Frequent midday naps may be refreshing, but the urge to take them could be a symptom of something more serious.
Researchers from Johns Hopkins University have found that adults who report daytime sleepiness were almost three times more likely to develop deposits of beta amyloid proteins in the brain, which has long been associated with Alzheimer’s disease, than those who do not.
“Factors like diet, exercise and cognitive activity have been widely recognized as important potential targets for Alzheimer’s disease prevention, but sleep hasn’t quite risen to that status—although that may well be changing,” Adam Spira, PhD, an associate professor in the Department of Mental Health at the Johns Hopkins Bloomberg School of Public Health, said in a statement.
“If disturbed sleep contributes to Alzheimer’s disease, we may be able to treat patients with sleep issues to avoid these negative outcomes,” he added.
The researchers examined data from the Baltimore Longitudinal Study of Aging (BLSA), a long-term study that began in 1958, following the health of volunteers as they age. Between 1991 and 2000, the volunteers filled out questionnaires about their sleeping habits.
A subgroup of the study volunteers also received neuroimaging assessments, beginning in 1994. Also, in 2005, another subgroup of participants received a positron emission tomography (PET) scan using Pittsburgh compound B (PiB)—a radioactive compound that helps to identify amyloid plaques in neuronal tissue.
The team found 123 participants who both answered the questionnaire in the 90s and had a PET scan with PiB an average of almost 16 years later. The researchers then analyzed the data to try to find a correlation between participants who reported daytime sleepiness or took daytime naps and whether they scored positive for beta-amyloid deposition in their brains.
Before adjusting for demographic factors like age, sex, education and body-mass index, the researchers found that those who reported daytime sleepiness were about three times more likely to have beta-amyloid depositions than those who did not.
After adjusting for the demographic factors, the team found a risk that was still 2.75 times higher for those who reported daytime sleepiness.

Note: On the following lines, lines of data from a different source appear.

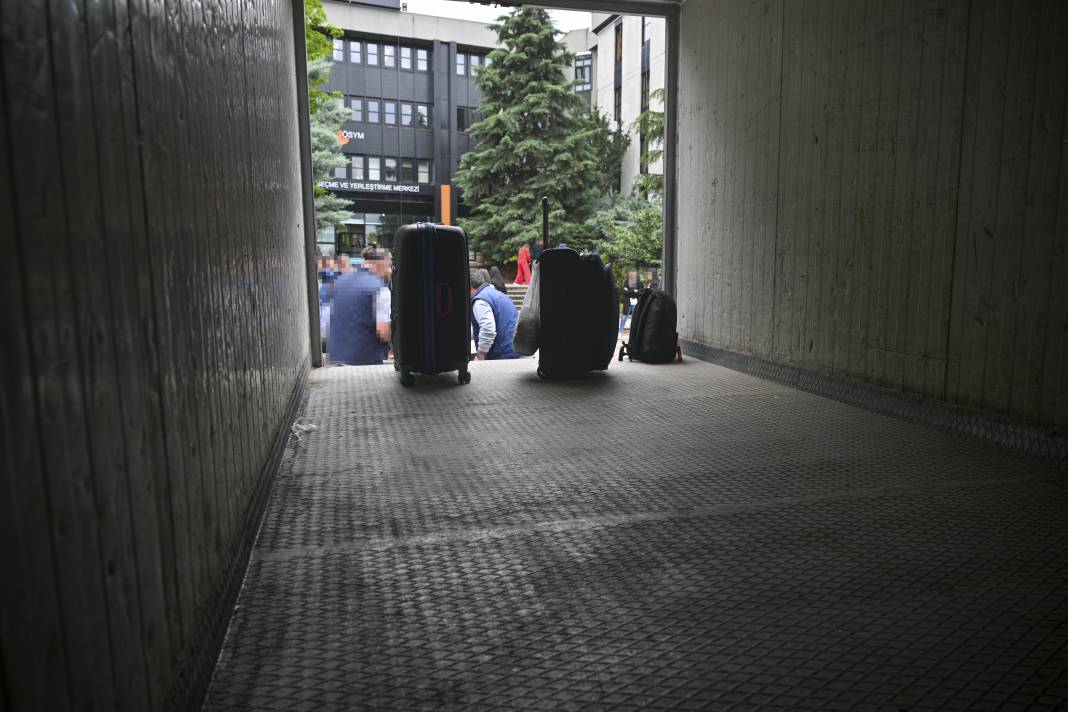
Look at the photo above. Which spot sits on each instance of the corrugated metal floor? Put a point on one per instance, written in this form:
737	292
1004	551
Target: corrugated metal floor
655	537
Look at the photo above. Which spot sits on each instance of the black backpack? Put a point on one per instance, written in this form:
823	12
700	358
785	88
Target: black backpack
653	335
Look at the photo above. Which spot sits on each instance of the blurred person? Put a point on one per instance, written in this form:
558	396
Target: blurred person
523	259
327	278
492	319
631	288
498	280
360	315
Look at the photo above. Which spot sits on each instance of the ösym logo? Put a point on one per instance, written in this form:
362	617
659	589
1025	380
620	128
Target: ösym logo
344	136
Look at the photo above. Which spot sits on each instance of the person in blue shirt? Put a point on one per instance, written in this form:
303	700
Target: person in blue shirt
492	319
360	315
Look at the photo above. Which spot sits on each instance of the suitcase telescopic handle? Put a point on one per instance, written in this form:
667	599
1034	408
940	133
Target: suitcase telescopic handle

According to Spira, it is not yet fully understood why daytime sleepiness was correlated with the deposition of beta-amyloid protein. He said one theory is that daytime sleepiness could cause the proteins to form.
However, previous research suggests that disturbed sleep due to factors like sleep apnea causes beta-amyloid plaques to form through an unknown mechanism.
Animal studies in Alzheimer’s disease models have shown that restricting nighttime sleep can lead to more beta-amyloid protein in the brain and spinal fluid and various human studies have linked poor sleep with greater measures of beta-amyloid in neuronal tissue.
“There is no cure yet for Alzheimer’s disease, so we have to do our best to prevent it,” Spira said. “Even if a cure is developed, prevention strategies should be emphasized. Prioritizing sleep may be one way to help prevent or perhaps slow this condition.”